Inversement, quel intérêt pour les Mongols de permettre aux Champenois de s'enrichir un peu plus? «Ils ont adopté le système des appellations d'origine pour protéger leurs produits, comme l'argousier et la laine de Cachemire», réplique Charles Goemaere.

 

«Cette démarche s'inscrit dans notre travail de coopération internationale qui consiste à expliquer l'intérêt de mettre en place un système comme le nôtre», explique Jean-Luc Dairien, directeur de l'Inao (Institut national de l'origine et de la qualité), organisme né en 1935. En Algérie, par exemple, un programme européen a été mené avec l'Italie pour aider le pays à reconnaître les figues de Kabylie et les dattes deglet nour.

 

Outils marketing

 

En termes financiers, la reconnaissance de l'appellation n'est pas toujours quantifiable.
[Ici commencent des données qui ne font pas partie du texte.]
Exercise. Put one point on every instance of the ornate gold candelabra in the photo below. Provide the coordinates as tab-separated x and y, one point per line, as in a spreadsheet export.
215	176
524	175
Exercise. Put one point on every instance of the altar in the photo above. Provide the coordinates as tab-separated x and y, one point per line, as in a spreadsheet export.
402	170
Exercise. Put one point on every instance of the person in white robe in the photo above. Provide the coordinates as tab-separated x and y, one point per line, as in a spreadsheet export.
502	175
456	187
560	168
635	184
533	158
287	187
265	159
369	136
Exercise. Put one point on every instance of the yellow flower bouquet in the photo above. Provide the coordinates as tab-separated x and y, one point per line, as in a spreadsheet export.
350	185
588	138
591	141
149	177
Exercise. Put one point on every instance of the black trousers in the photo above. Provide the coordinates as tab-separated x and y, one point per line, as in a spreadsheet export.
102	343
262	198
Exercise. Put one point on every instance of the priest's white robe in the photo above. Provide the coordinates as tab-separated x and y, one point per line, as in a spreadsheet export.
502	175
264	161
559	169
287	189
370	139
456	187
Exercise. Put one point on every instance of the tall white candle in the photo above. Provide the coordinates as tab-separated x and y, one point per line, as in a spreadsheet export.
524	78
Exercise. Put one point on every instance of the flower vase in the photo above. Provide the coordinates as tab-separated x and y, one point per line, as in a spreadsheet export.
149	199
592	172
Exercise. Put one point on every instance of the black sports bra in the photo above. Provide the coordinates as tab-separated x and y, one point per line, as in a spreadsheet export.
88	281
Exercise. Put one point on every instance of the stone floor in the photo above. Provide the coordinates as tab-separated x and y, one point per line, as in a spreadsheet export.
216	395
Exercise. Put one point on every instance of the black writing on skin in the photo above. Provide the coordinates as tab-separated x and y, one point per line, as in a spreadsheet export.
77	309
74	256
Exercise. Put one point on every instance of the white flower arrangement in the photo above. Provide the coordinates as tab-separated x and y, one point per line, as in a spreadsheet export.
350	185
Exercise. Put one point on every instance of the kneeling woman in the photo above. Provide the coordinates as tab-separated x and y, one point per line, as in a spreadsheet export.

Mais elle a un intérêt marketing évident, explique Denis Colcombet, directeur des stratégies et des contenus chez Venise. «L'AOP (Appellation d'origine protégée) est un outil vertueux dont l'idée est de préserver un niveau d'exigence. Les consommateurs y voient l'authenticité, la naturalité, la sincérité, la géographie, la région et le terroir, des éléments qui rassurent dans une époque de déprime.»

 

Il tient aussi à marquer clairement la différence entre AOP et IGP (Indication géographique protégée), fondamentale en tant qu'outil marketing. «L'AOP, c'est la France mythologique, un sanctuaire, un label patiné par le temps. L'IGP, en revanche, existe depuis peu. Il permet de signifier l'origine géographique, comme Pays d'Oc ou Corse, mais de façon moins appuyée dans l'esprit du législateur européen.»

 

«Dans l'AOP, poursuit-il, les consommateurs achètent le A (Bordeaux, Côtes-du-Rhône). Le o, c'est l'imaginaire, le p la garantie de conformité. Dans l'IGP, ils achètent le cépage. En cela, ce label n'est pas un outil marketing mais une condition nécessaire pour que le marketing de cépage puisse exister.»

 

L'histoire récente de Laguiole (1) montre aussi l'intérêt de la protection de l'appellation. Il existe bien un fromage AOC Laguiole depuis 1961. En ce qui concerne la coutellerie, il s'agit de produits manufacturés. «Personne n'avait, avant l'industriel Gilbert Szajner, osé voler le nom d'une commune. Ce "hold up" a permis aux parlementaires de légiférer. Désormais, les produits manufacturés seront à leur tour bien encadrés», conclut Jean-Luc Dairien.